Chronik

Heftiger Sturm in Salzburg: 106 Feuerwehreinsätze

Umgeknickte Bäume und Stromausfälle: Ein heftiges Unwetter hat in der Nacht auf Mittwoch die Einsatzkräfte in Salzburg auf Trab gehalten.

Im Land Salzburg waren zwischen 22.45 Uhr und 1 Uhr 38 Feuerwehren mit 780 Männern und Frauen bei insgesamt 106 Einsätzen unterwegs, wie der Landesfeuerwehrverband in der Nacht mitteilte.

Gegen 23 Uhr stürzte in Straßwalchen ein vierstöckiges Baugerüst um. Acht Fahrzeuge wurden durch herabfallende Gerüstteile beschädigt. Personen kamen nicht zu Schaden. Auch in der Stadt Salzburg mussten die Einsatzkräfte mehrmals ausrücken. Ebenfalls gegen 23 Uhr kippten aufgrund des heftigen Unwetters mehrere Nadelbäume auf die B311 und die neue Zufahrtsstraße des Heizwerkes St. Martin. Die Freiwilligen Feuerwehren St. Martin, Lofer und Weißbach räumten die Bäume von der Fahrbahn. Während der Aufräumungsarbeiten musste die Straße für rund 30 Minuten gesperrt werden. Personen wurden nicht verletzt. Sturm deckte Dächer ab, Bäume stürzten um, kein StromIn Viehhofen wurde bei einem Mehrparteienhaus eine Dachhälfte durch den Sturm abgedeckt. Bei einem weiteren Gebäude wurde das komplette Dach durch den Sturm weggerissen und auf eine daneben befindliche Trafostation bzw. Stromleitung der Salzburg AG geschleudert. Es kam zu einem Stromausfall, der zweieinhalb Stunden dauerte. Auch die L111 bei Viehhofen war wegen Aufräumungsarbeiten rund 40 Minuten gesperrt.
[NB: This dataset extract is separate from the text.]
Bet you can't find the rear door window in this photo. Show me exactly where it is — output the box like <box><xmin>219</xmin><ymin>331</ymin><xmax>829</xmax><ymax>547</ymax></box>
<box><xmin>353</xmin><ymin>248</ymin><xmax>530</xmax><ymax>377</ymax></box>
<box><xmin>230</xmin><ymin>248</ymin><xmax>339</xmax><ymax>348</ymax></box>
Umgefallene Bäume haben auch die Stromversorgung für etliche Haushalte unterbrochen. Die 110-kV-Leitung zwischen Kaprun und Schwarzach sowie die 220-kV-Leitung zwischen St. Johann und Salzburg (beide von der Austrian Power Grid) sind ausgefallen, sagte der Sprecher der Salzburg AG, Sigi Kämmerer. Dadurch - und ebenfalls wegen umgestürzter Bäume - waren auch Leitungen der Salzburg Netz GmbH (eine 100-Prozent-Tochter der Salzburg AG) betroffen und im Pinzgau rund 400 Kunden ohne Strom, im Pongau waren es rund 150.

Im Flachgau waren 40 Kunden betroffen und im Tennengau 26. Wobei laut Kämmerer ein Kunde nur ein Stall sein kann, aber auch ein Mehrfamilienhaus. Sein Unternehmen habe sich mit zusätzlichen Trupps auf den Sturm vorbereitet. Teilweise seien die Schäden in der Nacht rasch behoben worden, teils können sie aber erst bei Tageslicht gefunden und repariert werden. Kämmerer zeigte sich zuversichtlich, dass der überwiegende Teil der Ausfälle noch im Lauf des Vormittages behoben werden kann. Ergiebiger Neuschnee auf den Bergen erwartet Der Sturm ist in den späten Abendstunden verbreitet mit annähernd 100 km/h über das Bundesland gefegt, sagte Michael Butschek von der Zentralanstalt für Meteorologie und Geodynamik (ZAMG) Salzburg. In Abtenau wurden 99 km/h gemessen, in der Stadt Salzburg beim Flughafen waren es 82 Stundenkilometer. "Die Warnung hat gepasst", resümierte der Meteorologe. Der Schnee war am Mittwochvormittag noch nicht das große Thema in Salzburg, weil die Niederschläge zunächst recht gering ausfielen. Ab etwa 1000 Meter Seehöhe war es leicht angezuckert. Das soll sich aber laut Butschek ab dem Nachmittag ändern, weil dann stärkere Niederschläge zu erwarten seien. Ab 800 bis 1000 Meter erwartet er Neuschnee, in den Bergen sogar ergiebig. Der heftige Sturm ist seinen Angaben zufolge inzwischen vorbei. "Die erste Welle ist vorüber, jetzt ist die kalte Luft da", so der Meteorologe. Der Wind werde aber weiterhin stürmisch bleiben.